If you caught the BBC Three programme The Roadkill Chef a fortnight ago then you might be familiar with the idea of taking the 'murder' out of meals.
However, if you are anything like me, then you wouldn't have watched it for moral reasons, but out of the morbid hope for drama. There was a heart-wrenching scene when the roadkill chef Fergus Drennan stood by a recently killed badger. Crouching down, a single tear in his eyes, he nudged the little pulverised chap, and told how badgers bury, and often wail for, their dead. It was a beautiful moment, I have to admit, for the badger, in one last throw of the dice, to rear its head and plant a TB-laden bite on Fergus's hand. What would he have done? Meekly prise its jaws from his hand and nurse it to health or finish it off with the car jack? In fact, what actually happened, was he popped him straight into his pot.
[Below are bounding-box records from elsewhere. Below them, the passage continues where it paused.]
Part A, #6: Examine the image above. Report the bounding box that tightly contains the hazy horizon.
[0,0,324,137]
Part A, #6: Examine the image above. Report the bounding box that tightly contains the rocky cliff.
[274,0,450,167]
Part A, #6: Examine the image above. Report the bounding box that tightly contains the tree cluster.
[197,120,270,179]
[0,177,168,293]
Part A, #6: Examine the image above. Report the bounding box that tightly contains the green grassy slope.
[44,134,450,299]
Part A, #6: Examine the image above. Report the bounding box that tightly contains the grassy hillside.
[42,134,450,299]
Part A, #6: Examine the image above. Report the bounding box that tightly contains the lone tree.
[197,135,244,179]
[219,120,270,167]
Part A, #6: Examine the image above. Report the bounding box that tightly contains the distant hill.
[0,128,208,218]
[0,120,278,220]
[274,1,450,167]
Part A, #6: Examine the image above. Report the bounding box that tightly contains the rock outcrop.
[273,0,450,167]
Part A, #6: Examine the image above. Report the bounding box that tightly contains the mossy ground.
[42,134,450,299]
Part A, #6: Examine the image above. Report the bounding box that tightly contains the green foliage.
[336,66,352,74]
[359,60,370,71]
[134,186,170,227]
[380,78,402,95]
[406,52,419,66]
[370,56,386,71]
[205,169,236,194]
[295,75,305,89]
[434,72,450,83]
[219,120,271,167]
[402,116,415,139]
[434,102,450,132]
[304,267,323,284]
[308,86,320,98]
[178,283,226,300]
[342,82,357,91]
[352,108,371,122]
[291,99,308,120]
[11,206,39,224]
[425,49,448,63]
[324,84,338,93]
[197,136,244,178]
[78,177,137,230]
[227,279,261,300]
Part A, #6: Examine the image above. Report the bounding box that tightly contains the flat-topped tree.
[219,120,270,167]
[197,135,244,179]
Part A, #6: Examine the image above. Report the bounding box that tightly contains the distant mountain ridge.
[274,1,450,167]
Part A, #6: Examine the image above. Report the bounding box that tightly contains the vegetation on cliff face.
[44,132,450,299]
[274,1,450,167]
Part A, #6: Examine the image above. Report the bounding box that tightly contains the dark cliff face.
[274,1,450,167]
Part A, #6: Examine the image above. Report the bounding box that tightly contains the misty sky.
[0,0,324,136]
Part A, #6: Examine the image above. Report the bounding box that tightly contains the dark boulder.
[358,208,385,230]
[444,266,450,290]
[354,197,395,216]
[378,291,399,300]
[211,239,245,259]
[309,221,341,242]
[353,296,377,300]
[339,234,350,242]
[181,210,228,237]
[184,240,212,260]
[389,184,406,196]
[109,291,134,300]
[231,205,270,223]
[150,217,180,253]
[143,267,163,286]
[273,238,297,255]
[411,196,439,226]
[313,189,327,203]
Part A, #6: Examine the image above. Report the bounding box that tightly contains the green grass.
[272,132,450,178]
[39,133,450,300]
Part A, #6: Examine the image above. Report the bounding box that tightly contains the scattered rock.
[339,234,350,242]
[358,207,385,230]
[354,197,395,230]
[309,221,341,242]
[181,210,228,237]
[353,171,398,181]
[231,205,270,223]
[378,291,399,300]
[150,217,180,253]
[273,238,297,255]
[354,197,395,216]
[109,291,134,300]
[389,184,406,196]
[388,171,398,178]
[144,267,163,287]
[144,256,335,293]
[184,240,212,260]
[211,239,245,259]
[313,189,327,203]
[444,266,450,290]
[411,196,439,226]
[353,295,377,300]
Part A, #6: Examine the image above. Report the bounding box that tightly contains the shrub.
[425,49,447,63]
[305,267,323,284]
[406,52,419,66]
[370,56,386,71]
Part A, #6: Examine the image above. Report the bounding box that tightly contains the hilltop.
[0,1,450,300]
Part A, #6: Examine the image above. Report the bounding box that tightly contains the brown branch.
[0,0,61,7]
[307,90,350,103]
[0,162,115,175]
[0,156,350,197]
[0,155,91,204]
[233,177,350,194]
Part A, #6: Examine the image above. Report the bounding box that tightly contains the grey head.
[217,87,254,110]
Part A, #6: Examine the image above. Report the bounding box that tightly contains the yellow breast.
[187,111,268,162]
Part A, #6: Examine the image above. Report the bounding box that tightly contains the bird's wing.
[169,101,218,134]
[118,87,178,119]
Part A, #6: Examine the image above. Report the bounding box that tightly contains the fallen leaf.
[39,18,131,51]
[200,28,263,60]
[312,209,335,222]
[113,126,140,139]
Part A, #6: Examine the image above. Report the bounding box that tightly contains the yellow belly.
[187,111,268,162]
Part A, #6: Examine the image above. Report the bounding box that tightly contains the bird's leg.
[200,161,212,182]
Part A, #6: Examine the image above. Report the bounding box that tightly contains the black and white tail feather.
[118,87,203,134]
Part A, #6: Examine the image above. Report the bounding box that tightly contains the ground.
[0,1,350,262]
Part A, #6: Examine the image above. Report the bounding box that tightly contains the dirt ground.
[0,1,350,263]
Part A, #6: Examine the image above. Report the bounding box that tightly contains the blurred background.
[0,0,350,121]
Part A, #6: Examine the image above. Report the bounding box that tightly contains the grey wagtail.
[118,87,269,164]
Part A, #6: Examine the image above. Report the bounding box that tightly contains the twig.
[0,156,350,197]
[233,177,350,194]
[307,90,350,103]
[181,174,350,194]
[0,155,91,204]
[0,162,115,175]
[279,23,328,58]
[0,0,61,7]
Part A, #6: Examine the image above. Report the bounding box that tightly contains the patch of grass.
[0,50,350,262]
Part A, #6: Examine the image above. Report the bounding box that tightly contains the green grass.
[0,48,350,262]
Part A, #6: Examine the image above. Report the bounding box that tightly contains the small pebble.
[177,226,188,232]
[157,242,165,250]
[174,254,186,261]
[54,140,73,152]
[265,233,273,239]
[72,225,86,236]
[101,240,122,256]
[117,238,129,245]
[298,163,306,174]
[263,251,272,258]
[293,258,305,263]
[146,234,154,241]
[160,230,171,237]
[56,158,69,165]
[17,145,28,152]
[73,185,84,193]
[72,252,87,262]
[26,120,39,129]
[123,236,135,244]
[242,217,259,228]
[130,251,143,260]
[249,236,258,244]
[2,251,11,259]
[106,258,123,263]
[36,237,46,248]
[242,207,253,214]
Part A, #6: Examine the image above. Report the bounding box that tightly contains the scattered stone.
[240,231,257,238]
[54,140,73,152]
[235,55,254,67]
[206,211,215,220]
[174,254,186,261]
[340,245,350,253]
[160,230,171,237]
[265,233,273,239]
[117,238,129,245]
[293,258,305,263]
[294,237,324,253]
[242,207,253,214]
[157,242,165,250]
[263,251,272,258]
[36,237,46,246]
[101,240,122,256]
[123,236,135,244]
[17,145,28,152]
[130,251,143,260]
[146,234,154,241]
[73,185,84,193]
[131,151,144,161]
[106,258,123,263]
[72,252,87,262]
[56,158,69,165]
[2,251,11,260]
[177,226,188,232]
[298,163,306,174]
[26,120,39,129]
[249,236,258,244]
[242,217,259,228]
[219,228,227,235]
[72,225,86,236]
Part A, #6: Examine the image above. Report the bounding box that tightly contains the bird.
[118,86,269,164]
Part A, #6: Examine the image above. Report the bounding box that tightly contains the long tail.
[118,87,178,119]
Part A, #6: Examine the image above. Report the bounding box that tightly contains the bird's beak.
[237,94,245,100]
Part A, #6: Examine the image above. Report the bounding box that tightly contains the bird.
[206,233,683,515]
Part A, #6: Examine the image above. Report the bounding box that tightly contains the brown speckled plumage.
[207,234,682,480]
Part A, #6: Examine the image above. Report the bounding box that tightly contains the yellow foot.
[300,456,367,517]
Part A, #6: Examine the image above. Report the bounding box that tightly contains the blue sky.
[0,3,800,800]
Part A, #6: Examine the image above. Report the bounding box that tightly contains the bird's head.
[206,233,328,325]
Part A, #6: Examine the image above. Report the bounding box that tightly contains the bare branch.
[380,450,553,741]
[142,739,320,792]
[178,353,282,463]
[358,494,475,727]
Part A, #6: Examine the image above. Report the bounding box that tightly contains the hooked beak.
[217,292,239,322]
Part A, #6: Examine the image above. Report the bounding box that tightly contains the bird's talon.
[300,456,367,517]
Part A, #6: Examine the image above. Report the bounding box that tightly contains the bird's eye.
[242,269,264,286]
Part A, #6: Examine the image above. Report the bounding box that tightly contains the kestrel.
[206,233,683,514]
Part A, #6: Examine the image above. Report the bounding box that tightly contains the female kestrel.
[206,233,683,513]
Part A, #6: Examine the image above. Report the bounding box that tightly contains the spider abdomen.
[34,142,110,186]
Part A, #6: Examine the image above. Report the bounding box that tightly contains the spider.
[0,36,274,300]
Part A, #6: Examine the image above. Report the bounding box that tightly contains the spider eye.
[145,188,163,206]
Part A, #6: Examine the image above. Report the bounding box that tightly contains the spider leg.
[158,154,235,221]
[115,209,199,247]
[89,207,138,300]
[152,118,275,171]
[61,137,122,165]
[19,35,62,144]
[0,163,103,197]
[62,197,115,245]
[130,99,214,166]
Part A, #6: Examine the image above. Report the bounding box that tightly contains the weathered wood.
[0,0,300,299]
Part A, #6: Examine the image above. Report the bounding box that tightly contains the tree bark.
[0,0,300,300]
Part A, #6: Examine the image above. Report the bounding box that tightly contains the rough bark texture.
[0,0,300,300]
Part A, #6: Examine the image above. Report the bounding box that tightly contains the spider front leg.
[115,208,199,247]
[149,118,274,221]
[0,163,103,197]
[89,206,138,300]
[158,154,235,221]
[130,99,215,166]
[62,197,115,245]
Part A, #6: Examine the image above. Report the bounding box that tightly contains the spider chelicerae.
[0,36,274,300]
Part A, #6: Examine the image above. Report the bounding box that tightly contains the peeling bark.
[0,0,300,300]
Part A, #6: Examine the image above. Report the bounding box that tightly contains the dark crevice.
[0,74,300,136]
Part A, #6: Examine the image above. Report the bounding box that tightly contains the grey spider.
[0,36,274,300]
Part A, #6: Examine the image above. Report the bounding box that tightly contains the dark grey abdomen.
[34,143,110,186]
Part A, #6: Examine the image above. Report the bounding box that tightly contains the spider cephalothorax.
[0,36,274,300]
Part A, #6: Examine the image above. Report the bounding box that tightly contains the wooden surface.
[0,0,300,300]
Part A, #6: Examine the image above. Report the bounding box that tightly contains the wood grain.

Anyway, my point is actually in relation to Fifteen Restaurant, where wayward youths are given the chance to turn their lives around. But not in the eyes of everyone. After a booked customer discovered that a chef at Fifteen had been found guilty on an assault charge, he was in contact to immediately cancel his booking, citing his abhorrence to the notion that a man convicted of assault should cook his meal.
I have to admit I don't follow his logic. I'd like to know whether the protest was (a) for moral reasons, and the customer was appalled at the idea of a second chance. Or (b) for animal rights reasons, and if he ordered a steak he assumed that, once a thug then always a thug, the chef would beat the cow to death with his own hands. Or (c) whether he had in his mind the notion of a Victorian-esque career-criminal, when some people were, apparently, just plain evil. Did he envisage the ex-con standing over a cauldron, probably wearing a cape and tall top-hat, dripping arsenic into the cream of broccoli soup? I just don't know.
Give him a break. Everyone deserves a second chance. Even badgers.